Vinagre nunca se preocupou em criar uma obra que o tornasse conhecido como um autor, ou seja, um artista que repete sempre temas ou uma mesma estética a cada novo trabalho. Prefere a variedade.


“Essa coisa de fazer muitos filmes me liberta de me apegar a um formato específico, ou de ter uma marca de ‘autor’ que seja reconhecível. Então eu gosto de provar outros tipos de narrativa”, ele diz.


Seu curta mais famoso, “Nova Dubai”, de 2014, não poupa em cenas de sexo explícito –protagonizadas inclusive por ele próprio. Entre 2018 e 2020, lançou uma espécie de trilogia, com curiosos documentários sobre personalidades que falam de si para a câmera, em um jogo em que nunca se sabe até que ponto o que está sendo mostrado é real ou uma performance de um roteiro previamente escrito –”Lembro Mais dos Corvos”, “A Rosa Azul de Novalis” e “Vil, Má”, estes dois últimos também exibidos em Berlim.

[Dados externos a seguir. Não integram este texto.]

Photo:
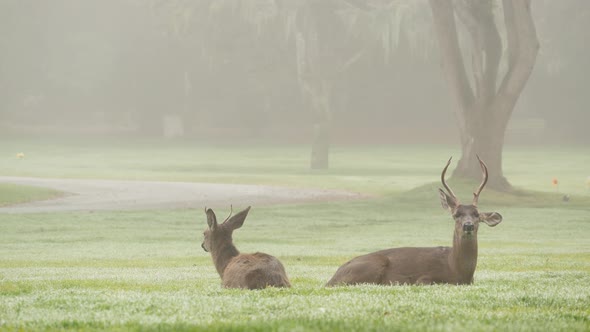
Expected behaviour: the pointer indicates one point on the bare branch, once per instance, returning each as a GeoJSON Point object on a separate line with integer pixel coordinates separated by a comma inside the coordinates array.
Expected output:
{"type": "Point", "coordinates": [442, 179]}
{"type": "Point", "coordinates": [523, 47]}
{"type": "Point", "coordinates": [484, 170]}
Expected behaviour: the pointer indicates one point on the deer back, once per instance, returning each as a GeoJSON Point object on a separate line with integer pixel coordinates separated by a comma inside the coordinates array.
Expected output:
{"type": "Point", "coordinates": [251, 271]}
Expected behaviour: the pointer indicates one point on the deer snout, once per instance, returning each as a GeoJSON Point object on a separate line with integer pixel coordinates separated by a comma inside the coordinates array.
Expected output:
{"type": "Point", "coordinates": [468, 226]}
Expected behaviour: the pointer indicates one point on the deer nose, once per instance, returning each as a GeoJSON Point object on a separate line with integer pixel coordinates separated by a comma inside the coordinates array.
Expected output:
{"type": "Point", "coordinates": [468, 227]}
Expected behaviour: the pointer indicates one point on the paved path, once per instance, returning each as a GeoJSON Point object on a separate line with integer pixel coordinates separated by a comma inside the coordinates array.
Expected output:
{"type": "Point", "coordinates": [90, 195]}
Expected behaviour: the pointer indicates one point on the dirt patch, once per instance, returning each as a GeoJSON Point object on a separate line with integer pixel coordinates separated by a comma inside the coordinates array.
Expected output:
{"type": "Point", "coordinates": [91, 195]}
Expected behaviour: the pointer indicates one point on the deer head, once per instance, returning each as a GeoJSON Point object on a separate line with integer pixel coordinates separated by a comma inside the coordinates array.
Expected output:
{"type": "Point", "coordinates": [219, 234]}
{"type": "Point", "coordinates": [467, 217]}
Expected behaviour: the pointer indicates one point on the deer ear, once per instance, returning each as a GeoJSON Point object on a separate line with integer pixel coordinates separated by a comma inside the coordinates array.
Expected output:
{"type": "Point", "coordinates": [447, 202]}
{"type": "Point", "coordinates": [490, 218]}
{"type": "Point", "coordinates": [237, 221]}
{"type": "Point", "coordinates": [211, 219]}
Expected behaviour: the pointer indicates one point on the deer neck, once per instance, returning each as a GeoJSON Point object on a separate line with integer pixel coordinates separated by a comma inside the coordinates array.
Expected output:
{"type": "Point", "coordinates": [222, 254]}
{"type": "Point", "coordinates": [463, 257]}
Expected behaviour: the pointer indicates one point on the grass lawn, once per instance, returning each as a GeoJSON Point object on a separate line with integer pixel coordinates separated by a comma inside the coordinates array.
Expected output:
{"type": "Point", "coordinates": [145, 270]}
{"type": "Point", "coordinates": [14, 194]}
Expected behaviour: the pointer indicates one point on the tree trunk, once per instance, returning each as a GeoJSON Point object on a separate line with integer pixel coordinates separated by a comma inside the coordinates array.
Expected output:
{"type": "Point", "coordinates": [320, 147]}
{"type": "Point", "coordinates": [482, 108]}
{"type": "Point", "coordinates": [485, 141]}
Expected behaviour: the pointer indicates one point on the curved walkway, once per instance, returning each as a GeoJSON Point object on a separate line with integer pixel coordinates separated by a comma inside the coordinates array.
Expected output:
{"type": "Point", "coordinates": [91, 195]}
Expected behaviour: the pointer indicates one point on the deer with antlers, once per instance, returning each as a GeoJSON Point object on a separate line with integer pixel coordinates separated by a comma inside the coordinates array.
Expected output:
{"type": "Point", "coordinates": [409, 265]}
{"type": "Point", "coordinates": [251, 271]}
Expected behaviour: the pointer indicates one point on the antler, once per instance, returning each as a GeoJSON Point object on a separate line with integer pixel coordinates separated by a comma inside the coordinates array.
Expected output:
{"type": "Point", "coordinates": [484, 169]}
{"type": "Point", "coordinates": [231, 210]}
{"type": "Point", "coordinates": [442, 179]}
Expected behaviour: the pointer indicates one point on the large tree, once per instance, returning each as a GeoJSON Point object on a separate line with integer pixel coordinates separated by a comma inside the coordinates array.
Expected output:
{"type": "Point", "coordinates": [485, 94]}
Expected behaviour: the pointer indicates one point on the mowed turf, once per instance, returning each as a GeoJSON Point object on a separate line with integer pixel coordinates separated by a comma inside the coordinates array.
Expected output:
{"type": "Point", "coordinates": [145, 270]}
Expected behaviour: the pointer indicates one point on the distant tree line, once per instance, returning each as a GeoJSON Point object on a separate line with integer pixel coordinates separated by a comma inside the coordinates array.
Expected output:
{"type": "Point", "coordinates": [309, 70]}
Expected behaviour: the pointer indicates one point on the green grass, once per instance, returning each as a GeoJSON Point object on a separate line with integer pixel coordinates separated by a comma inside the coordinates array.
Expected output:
{"type": "Point", "coordinates": [145, 270]}
{"type": "Point", "coordinates": [14, 194]}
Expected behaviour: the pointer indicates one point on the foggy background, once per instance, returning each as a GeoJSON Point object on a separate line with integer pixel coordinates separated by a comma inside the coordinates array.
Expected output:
{"type": "Point", "coordinates": [225, 70]}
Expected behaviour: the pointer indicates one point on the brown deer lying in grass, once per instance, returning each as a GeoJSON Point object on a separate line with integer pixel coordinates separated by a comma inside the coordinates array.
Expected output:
{"type": "Point", "coordinates": [452, 265]}
{"type": "Point", "coordinates": [252, 271]}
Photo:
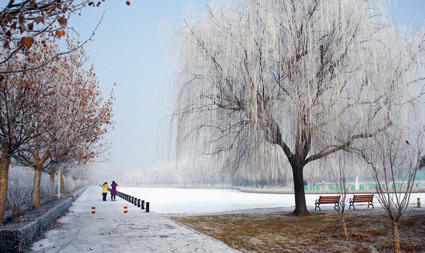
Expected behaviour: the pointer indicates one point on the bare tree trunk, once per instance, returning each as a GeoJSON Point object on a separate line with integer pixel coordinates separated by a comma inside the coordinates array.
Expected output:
{"type": "Point", "coordinates": [4, 182]}
{"type": "Point", "coordinates": [63, 188]}
{"type": "Point", "coordinates": [344, 226]}
{"type": "Point", "coordinates": [300, 203]}
{"type": "Point", "coordinates": [36, 186]}
{"type": "Point", "coordinates": [52, 184]}
{"type": "Point", "coordinates": [396, 238]}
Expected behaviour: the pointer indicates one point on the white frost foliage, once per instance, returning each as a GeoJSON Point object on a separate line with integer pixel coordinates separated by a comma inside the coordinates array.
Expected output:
{"type": "Point", "coordinates": [313, 75]}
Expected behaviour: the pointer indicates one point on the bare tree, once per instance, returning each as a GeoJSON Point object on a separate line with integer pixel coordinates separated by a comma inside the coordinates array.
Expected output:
{"type": "Point", "coordinates": [306, 78]}
{"type": "Point", "coordinates": [394, 162]}
{"type": "Point", "coordinates": [25, 22]}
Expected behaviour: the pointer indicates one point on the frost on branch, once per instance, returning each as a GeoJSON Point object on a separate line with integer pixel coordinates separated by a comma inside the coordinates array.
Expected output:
{"type": "Point", "coordinates": [302, 79]}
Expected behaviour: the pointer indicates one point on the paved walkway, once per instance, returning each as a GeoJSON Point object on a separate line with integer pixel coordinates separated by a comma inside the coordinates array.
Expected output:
{"type": "Point", "coordinates": [112, 230]}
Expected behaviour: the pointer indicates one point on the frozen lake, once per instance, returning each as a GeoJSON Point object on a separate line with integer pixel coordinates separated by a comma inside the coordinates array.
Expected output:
{"type": "Point", "coordinates": [197, 201]}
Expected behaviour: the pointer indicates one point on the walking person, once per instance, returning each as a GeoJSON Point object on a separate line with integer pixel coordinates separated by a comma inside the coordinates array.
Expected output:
{"type": "Point", "coordinates": [113, 191]}
{"type": "Point", "coordinates": [105, 190]}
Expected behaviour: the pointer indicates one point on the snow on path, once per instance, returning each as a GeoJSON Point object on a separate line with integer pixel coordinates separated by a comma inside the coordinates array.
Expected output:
{"type": "Point", "coordinates": [111, 229]}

Seus dois longas de 2021 são também muito diferentes entre si –o ultraexperimental “Desaprender a Dormir”, codirigido por Caetano Gotardo, e o documentário “Deus Tem Aids”, com codireção de Fabio Leal, sobre pessoas com HIV que tentam relatar a normalidade de suas vidas, apesar do preconceito.

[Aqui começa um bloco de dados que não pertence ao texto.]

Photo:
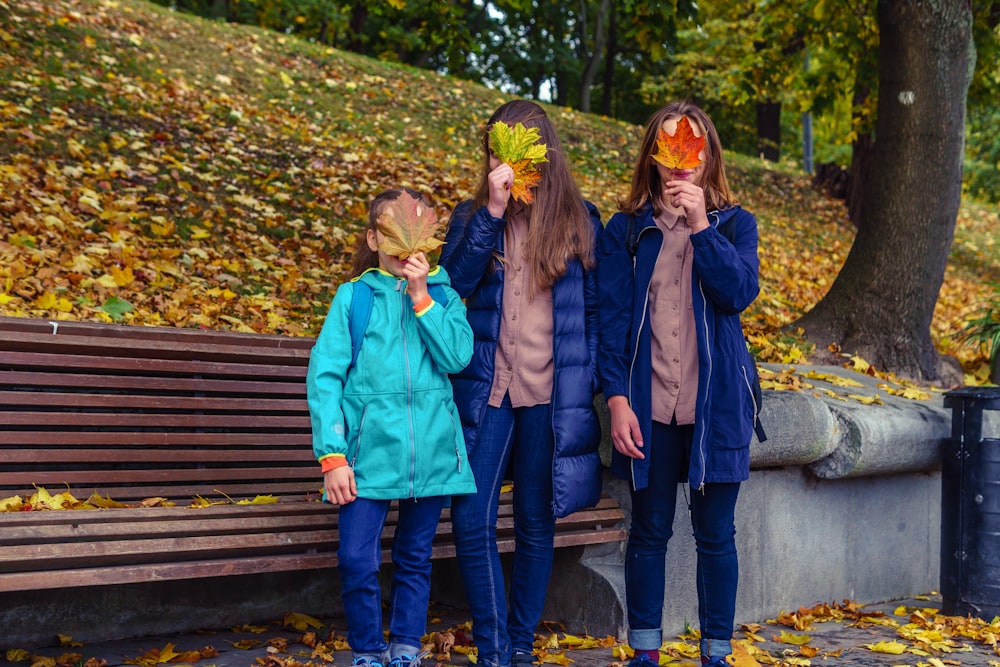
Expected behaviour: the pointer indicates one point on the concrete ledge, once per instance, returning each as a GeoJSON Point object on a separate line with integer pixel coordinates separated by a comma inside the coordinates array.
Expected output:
{"type": "Point", "coordinates": [843, 501]}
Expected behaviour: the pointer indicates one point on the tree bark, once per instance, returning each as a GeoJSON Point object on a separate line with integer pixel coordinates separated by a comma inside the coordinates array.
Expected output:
{"type": "Point", "coordinates": [611, 53]}
{"type": "Point", "coordinates": [600, 39]}
{"type": "Point", "coordinates": [769, 130]}
{"type": "Point", "coordinates": [881, 304]}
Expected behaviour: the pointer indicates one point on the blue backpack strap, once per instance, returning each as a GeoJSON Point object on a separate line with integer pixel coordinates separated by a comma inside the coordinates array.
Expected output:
{"type": "Point", "coordinates": [358, 315]}
{"type": "Point", "coordinates": [361, 311]}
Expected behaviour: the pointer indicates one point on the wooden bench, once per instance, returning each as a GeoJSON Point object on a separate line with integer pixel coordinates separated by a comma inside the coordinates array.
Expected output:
{"type": "Point", "coordinates": [134, 413]}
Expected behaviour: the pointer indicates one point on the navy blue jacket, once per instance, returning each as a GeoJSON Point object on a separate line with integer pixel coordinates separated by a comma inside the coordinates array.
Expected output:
{"type": "Point", "coordinates": [724, 283]}
{"type": "Point", "coordinates": [474, 241]}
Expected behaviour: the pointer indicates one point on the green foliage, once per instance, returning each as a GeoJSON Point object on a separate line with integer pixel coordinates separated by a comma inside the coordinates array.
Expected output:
{"type": "Point", "coordinates": [984, 330]}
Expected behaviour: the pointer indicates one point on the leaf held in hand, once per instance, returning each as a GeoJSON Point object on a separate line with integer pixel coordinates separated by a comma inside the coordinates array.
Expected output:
{"type": "Point", "coordinates": [408, 226]}
{"type": "Point", "coordinates": [681, 150]}
{"type": "Point", "coordinates": [518, 146]}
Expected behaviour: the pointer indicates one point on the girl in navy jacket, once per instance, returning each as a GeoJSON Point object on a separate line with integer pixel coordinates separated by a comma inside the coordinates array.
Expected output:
{"type": "Point", "coordinates": [678, 264]}
{"type": "Point", "coordinates": [526, 398]}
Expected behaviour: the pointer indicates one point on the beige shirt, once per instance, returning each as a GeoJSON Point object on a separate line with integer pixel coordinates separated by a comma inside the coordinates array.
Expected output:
{"type": "Point", "coordinates": [524, 364]}
{"type": "Point", "coordinates": [671, 313]}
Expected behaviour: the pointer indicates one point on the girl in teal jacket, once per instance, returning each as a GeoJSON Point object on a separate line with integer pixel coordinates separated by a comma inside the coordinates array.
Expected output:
{"type": "Point", "coordinates": [385, 427]}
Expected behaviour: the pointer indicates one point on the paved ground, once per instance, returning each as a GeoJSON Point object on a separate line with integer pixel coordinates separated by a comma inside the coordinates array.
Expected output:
{"type": "Point", "coordinates": [835, 635]}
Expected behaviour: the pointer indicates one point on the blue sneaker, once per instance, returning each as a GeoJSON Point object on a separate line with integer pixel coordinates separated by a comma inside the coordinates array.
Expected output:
{"type": "Point", "coordinates": [642, 661]}
{"type": "Point", "coordinates": [522, 659]}
{"type": "Point", "coordinates": [408, 660]}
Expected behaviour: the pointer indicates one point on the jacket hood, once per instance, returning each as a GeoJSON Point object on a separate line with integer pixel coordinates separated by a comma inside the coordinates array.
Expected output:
{"type": "Point", "coordinates": [379, 279]}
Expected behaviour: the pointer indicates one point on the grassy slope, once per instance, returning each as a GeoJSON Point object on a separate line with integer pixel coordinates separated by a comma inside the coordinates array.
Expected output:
{"type": "Point", "coordinates": [204, 174]}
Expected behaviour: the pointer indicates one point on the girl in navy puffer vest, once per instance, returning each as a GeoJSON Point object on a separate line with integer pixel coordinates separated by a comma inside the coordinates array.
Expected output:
{"type": "Point", "coordinates": [676, 372]}
{"type": "Point", "coordinates": [526, 398]}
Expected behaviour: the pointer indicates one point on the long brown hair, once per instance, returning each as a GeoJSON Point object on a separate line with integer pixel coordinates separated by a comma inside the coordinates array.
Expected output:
{"type": "Point", "coordinates": [646, 186]}
{"type": "Point", "coordinates": [559, 227]}
{"type": "Point", "coordinates": [364, 257]}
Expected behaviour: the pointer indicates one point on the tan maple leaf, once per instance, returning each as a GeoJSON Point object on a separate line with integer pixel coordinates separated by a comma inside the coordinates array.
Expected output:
{"type": "Point", "coordinates": [408, 226]}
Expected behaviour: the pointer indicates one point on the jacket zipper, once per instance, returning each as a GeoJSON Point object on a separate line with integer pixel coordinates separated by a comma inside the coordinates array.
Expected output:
{"type": "Point", "coordinates": [753, 399]}
{"type": "Point", "coordinates": [455, 427]}
{"type": "Point", "coordinates": [361, 428]}
{"type": "Point", "coordinates": [409, 388]}
{"type": "Point", "coordinates": [638, 331]}
{"type": "Point", "coordinates": [708, 381]}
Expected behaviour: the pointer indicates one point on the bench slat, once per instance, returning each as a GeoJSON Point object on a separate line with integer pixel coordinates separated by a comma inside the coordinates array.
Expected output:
{"type": "Point", "coordinates": [150, 439]}
{"type": "Point", "coordinates": [61, 457]}
{"type": "Point", "coordinates": [80, 419]}
{"type": "Point", "coordinates": [123, 411]}
{"type": "Point", "coordinates": [54, 400]}
{"type": "Point", "coordinates": [23, 360]}
{"type": "Point", "coordinates": [38, 379]}
{"type": "Point", "coordinates": [221, 350]}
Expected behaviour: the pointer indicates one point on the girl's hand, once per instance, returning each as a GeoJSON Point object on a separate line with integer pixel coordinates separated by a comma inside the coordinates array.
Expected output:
{"type": "Point", "coordinates": [339, 485]}
{"type": "Point", "coordinates": [691, 198]}
{"type": "Point", "coordinates": [415, 270]}
{"type": "Point", "coordinates": [625, 433]}
{"type": "Point", "coordinates": [501, 180]}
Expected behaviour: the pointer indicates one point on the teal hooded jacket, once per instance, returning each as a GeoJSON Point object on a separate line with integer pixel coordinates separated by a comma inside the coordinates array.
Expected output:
{"type": "Point", "coordinates": [393, 414]}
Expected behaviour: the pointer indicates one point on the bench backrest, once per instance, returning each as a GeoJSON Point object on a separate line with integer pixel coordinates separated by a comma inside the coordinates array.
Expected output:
{"type": "Point", "coordinates": [138, 412]}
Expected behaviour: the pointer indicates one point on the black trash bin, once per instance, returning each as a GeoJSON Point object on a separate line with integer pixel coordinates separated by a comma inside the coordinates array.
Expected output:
{"type": "Point", "coordinates": [970, 507]}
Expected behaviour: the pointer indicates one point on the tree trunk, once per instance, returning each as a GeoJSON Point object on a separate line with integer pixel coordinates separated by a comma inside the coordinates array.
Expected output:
{"type": "Point", "coordinates": [881, 304]}
{"type": "Point", "coordinates": [769, 130]}
{"type": "Point", "coordinates": [356, 37]}
{"type": "Point", "coordinates": [600, 39]}
{"type": "Point", "coordinates": [611, 52]}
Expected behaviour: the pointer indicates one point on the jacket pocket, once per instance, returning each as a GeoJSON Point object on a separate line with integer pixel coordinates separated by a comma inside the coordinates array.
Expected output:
{"type": "Point", "coordinates": [361, 429]}
{"type": "Point", "coordinates": [456, 436]}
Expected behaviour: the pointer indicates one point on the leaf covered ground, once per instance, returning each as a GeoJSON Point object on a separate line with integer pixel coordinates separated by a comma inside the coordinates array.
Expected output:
{"type": "Point", "coordinates": [912, 633]}
{"type": "Point", "coordinates": [158, 169]}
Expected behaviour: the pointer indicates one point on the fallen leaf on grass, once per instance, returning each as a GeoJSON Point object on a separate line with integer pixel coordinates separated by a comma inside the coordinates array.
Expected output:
{"type": "Point", "coordinates": [893, 648]}
{"type": "Point", "coordinates": [301, 622]}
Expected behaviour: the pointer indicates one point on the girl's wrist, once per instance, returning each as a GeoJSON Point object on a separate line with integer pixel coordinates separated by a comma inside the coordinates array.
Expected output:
{"type": "Point", "coordinates": [421, 302]}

Em sua filmografia, “Três Tigres Tristes” talvez seja seu filme mais comercial, apesar da constante experimentação formal. Há, ali, apesar da pureza, uma reflexão sobre o Brasil pandêmico e bolsonarista.


O título é acima de tudo uma maneira poética de se referir a três personagens que precisam lutar com garra de felinos para sobreviver, ainda que estejam tomados por uma melancolia que os deixa com pouca –ou nenhuma– certeza sobre o futuro.


Na disputa pelo Urso de Ouro, Berlim teve ainda um de seus filmes mais polêmicos.


“Un Été Comme Ça”, do canadense Denis Côté, fala de três ninfomaníacas que participam de um experimento. Há uma inegável forma exploratória no modo como o diretor apresenta a condição sexual das personagens, mas o filme também convida o espectador a refletir sobre o quanto a hiper-sexualidade é de fato degradante ou se o nosso olhar sobre a mulher que se entrega ao gozo é que é carregado de preconceitos.


Mesmo colhendo reações bem negativas, é até o momento um dos longas mais corajosos desta Berlinale.